The grant will enable several postdoctoral students, graduate students and lab personnel to work on certain aspects of the project, as well as provide undergraduate research training opportunities. Learn more

Developing a New Class of Molecules for Biomaterial and Biopharmaceutical Use

A Syracuse University professor is using Recovery Act funding from the National Science Foundation to expand his study of a new class of water-soluble molecules that can spontaneously self-assemble to form new kinds of materials for use in the biomaterials and biopharmaceutical industries. Ultimately, these materials might be used as a "molecular factory" to make new drugs or as biodegradable implants for tissue regeneration.

Until now, only soap molecules were thought to be able to self-assemble in water. However, SU Assistant Professor of Chemistry Yan-Yeung Luk and his research team recently discovered a new kind of molecule that also can self-assemble in water using a different mechanism than soap. Unlike soap, Luk's new molecule does not contain an oily substance; instead it self-assembles in a microenvironment that repels water molecules. The repelling action enables the positively and negatively charged components of the new molecule to connect. When the molecules are assembled, they can be used to support polymer coatings and the formation of a new kind of hydrogel. Because of its unique structure, this hydogel can function like living tissues. Learn more

Software to Allow Researchers to Better Catalog and Use Natural History Data

A Recovery Act-funded grant to the Tulane University Museum of Natural History will allow the redesign of a leading computer program the institution developed to help researchers around the world catalog natural history collections.

The GEOLocate program is currently used by 800 researchers and institutions worldwide and is considered a critical tool for computerizing data on natural history collections. The grant from the National Science Foundation will enable the software program to be updated based on Web services, online mapping and integration with other natural history software applications.

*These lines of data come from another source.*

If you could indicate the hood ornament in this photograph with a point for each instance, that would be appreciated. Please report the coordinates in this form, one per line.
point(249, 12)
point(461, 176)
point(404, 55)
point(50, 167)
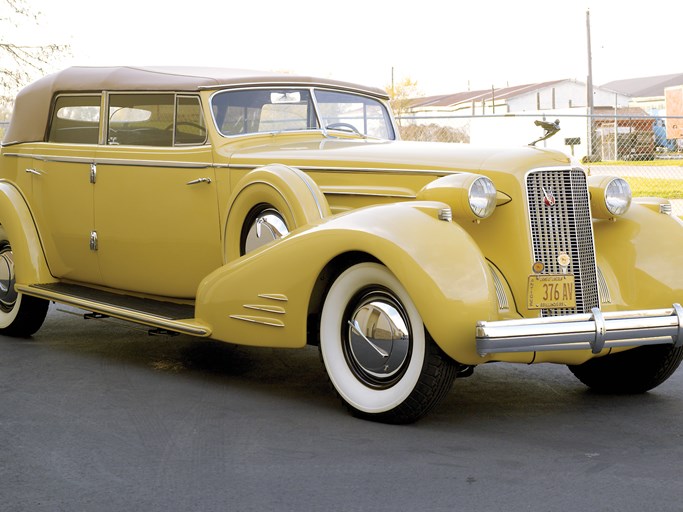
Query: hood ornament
point(550, 130)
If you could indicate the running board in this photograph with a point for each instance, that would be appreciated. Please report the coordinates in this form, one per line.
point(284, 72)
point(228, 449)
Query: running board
point(154, 313)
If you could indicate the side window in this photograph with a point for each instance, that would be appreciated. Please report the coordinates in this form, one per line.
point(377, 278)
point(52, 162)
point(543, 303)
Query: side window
point(75, 120)
point(263, 110)
point(189, 126)
point(141, 119)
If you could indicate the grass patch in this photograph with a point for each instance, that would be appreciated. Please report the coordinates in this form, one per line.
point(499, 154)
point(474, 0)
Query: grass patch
point(655, 187)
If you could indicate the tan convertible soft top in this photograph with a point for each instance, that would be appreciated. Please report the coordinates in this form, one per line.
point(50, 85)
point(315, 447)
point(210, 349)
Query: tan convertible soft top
point(32, 105)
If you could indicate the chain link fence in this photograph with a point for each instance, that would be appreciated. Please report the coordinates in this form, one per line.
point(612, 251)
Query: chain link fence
point(646, 151)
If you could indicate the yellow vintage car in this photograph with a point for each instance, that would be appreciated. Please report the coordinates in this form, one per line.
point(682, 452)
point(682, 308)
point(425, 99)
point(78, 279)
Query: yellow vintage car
point(277, 210)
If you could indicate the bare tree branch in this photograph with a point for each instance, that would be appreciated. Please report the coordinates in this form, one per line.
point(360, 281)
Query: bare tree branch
point(21, 63)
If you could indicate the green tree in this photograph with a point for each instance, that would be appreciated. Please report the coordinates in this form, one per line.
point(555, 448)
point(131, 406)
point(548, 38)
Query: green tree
point(19, 62)
point(402, 94)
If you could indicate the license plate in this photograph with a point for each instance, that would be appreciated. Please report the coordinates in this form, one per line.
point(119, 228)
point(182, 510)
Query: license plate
point(551, 291)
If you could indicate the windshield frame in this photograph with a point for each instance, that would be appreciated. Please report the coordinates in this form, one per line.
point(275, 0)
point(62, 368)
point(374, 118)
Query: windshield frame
point(386, 113)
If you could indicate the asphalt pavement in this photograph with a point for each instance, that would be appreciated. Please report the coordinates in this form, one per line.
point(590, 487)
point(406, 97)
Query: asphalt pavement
point(100, 416)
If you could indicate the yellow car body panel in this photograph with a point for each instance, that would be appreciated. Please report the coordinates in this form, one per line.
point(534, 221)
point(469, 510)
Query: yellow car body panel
point(264, 298)
point(111, 200)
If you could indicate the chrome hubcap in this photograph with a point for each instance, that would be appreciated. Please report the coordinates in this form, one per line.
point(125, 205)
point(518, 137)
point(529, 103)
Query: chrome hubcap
point(266, 226)
point(377, 339)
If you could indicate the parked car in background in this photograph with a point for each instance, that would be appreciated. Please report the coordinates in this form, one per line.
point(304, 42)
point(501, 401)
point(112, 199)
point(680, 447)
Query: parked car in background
point(277, 210)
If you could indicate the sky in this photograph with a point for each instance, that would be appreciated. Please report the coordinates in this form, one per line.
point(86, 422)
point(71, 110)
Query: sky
point(445, 46)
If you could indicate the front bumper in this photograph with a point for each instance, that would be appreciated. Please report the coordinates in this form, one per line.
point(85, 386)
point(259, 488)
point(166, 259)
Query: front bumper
point(595, 331)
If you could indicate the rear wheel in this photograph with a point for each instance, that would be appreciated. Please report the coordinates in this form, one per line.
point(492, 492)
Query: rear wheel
point(376, 350)
point(630, 372)
point(20, 316)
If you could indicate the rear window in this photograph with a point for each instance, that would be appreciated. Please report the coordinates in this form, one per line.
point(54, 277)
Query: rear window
point(75, 120)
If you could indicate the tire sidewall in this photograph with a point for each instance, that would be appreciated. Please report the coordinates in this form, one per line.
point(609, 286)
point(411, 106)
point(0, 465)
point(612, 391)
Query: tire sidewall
point(8, 317)
point(355, 393)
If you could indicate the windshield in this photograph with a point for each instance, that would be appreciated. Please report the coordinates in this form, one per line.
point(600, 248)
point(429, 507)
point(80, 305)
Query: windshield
point(273, 110)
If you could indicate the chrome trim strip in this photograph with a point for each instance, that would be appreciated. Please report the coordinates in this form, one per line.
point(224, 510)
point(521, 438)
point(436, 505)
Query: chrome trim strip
point(386, 170)
point(277, 310)
point(130, 315)
point(258, 320)
point(595, 331)
point(273, 296)
point(330, 192)
point(503, 304)
point(603, 289)
point(115, 161)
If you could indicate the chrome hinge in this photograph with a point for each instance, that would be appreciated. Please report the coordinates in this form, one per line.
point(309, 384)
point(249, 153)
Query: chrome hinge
point(93, 241)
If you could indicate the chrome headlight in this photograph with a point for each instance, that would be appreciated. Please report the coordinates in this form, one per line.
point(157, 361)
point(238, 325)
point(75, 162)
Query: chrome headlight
point(617, 196)
point(482, 197)
point(610, 196)
point(471, 197)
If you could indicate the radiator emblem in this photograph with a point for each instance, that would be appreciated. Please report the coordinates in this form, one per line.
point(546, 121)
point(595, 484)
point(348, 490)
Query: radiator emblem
point(548, 197)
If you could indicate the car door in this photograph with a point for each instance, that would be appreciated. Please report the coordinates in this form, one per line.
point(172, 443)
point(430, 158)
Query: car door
point(62, 190)
point(156, 208)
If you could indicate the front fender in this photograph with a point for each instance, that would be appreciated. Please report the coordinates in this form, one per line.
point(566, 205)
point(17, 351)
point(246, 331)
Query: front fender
point(263, 298)
point(30, 264)
point(641, 256)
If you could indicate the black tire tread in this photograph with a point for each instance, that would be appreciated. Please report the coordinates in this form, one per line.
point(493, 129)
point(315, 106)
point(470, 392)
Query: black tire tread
point(435, 382)
point(631, 372)
point(31, 315)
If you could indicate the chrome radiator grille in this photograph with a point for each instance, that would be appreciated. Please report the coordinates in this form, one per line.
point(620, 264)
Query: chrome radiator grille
point(561, 224)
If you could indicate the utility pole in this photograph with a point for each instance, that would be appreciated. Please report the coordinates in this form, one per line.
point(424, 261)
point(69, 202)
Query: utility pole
point(589, 85)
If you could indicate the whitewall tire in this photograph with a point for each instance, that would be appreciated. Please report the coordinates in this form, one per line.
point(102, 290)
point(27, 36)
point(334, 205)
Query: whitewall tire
point(376, 350)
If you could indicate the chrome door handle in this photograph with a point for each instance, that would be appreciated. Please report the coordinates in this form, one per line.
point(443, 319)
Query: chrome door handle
point(199, 180)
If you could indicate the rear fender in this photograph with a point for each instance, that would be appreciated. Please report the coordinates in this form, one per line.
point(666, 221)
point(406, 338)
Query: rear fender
point(264, 297)
point(15, 217)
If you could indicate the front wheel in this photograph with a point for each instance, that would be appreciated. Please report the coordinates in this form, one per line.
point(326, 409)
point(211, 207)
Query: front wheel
point(630, 372)
point(376, 350)
point(20, 315)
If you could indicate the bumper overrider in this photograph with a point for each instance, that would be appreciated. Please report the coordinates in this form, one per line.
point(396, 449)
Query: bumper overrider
point(596, 331)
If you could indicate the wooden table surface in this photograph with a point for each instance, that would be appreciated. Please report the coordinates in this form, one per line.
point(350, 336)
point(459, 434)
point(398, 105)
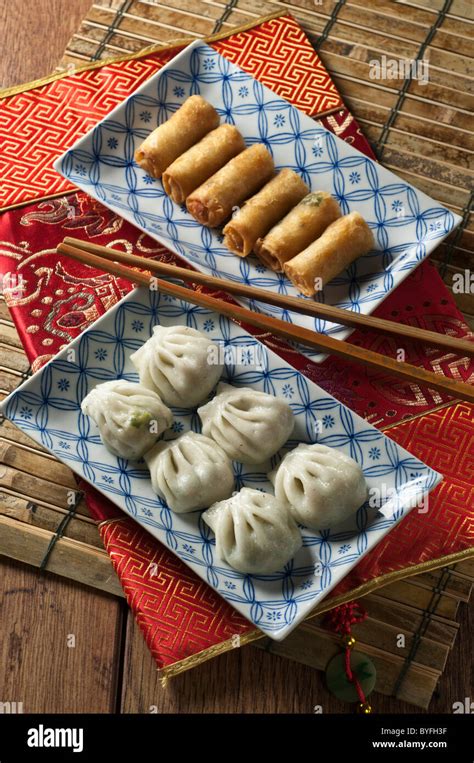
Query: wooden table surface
point(68, 648)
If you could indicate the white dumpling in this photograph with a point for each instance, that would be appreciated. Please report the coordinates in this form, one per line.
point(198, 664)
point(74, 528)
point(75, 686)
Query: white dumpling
point(130, 417)
point(249, 425)
point(321, 485)
point(254, 532)
point(180, 364)
point(190, 473)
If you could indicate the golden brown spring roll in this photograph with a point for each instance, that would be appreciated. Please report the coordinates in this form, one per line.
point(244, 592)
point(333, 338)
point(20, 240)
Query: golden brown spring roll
point(298, 229)
point(201, 161)
point(244, 175)
point(263, 210)
point(343, 241)
point(190, 123)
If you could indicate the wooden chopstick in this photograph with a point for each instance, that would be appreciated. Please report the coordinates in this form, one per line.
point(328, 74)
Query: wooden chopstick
point(274, 326)
point(462, 347)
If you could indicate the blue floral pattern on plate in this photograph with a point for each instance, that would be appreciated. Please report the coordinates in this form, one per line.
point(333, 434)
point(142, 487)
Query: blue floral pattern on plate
point(407, 224)
point(47, 408)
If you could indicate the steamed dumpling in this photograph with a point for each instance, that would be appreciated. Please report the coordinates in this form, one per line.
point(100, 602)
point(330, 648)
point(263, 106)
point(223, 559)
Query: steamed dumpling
point(321, 485)
point(250, 426)
point(129, 416)
point(190, 472)
point(179, 364)
point(254, 532)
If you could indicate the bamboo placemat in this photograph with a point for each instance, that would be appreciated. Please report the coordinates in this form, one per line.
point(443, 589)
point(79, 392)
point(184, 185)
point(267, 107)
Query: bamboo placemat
point(423, 132)
point(44, 522)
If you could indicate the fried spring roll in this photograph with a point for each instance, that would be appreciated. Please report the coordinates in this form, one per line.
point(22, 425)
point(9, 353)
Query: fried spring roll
point(244, 175)
point(344, 240)
point(262, 211)
point(190, 123)
point(201, 161)
point(298, 229)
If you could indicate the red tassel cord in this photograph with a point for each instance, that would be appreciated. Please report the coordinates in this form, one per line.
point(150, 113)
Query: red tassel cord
point(340, 620)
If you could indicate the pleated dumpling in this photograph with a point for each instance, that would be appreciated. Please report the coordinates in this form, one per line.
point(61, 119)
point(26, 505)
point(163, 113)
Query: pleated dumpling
point(130, 417)
point(249, 425)
point(180, 364)
point(255, 534)
point(190, 473)
point(321, 485)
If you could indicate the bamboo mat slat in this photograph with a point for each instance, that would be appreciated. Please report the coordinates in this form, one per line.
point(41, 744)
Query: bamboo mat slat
point(429, 144)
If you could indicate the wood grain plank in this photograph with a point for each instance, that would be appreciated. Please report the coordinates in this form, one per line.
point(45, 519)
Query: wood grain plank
point(36, 50)
point(40, 616)
point(69, 558)
point(252, 680)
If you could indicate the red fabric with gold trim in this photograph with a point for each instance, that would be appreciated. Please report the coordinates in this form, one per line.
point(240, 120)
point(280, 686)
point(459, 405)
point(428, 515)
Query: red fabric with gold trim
point(38, 125)
point(178, 613)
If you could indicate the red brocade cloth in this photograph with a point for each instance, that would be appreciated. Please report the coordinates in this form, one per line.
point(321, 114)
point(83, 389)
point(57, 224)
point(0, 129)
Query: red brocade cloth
point(182, 618)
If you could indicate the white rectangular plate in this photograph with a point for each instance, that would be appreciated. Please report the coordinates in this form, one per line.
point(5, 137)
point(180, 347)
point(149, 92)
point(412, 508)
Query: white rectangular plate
point(407, 224)
point(47, 408)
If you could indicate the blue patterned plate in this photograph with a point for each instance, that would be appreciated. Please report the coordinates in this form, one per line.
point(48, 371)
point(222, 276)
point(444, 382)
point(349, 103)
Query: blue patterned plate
point(407, 224)
point(47, 408)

Using GEOLocate, a researcher can input general label information on where a specimen was found such as "Mississippi River at Hwy. 190 Baton Rouge" and receive the precise longitude and latitude coordinates of its location. Such information is critical in enabling researchers around the globe to study climate change, species migration, extinction patterns and threats to the animal kingdom, says Hank Bart, director of the Tulane Museum of Natural History.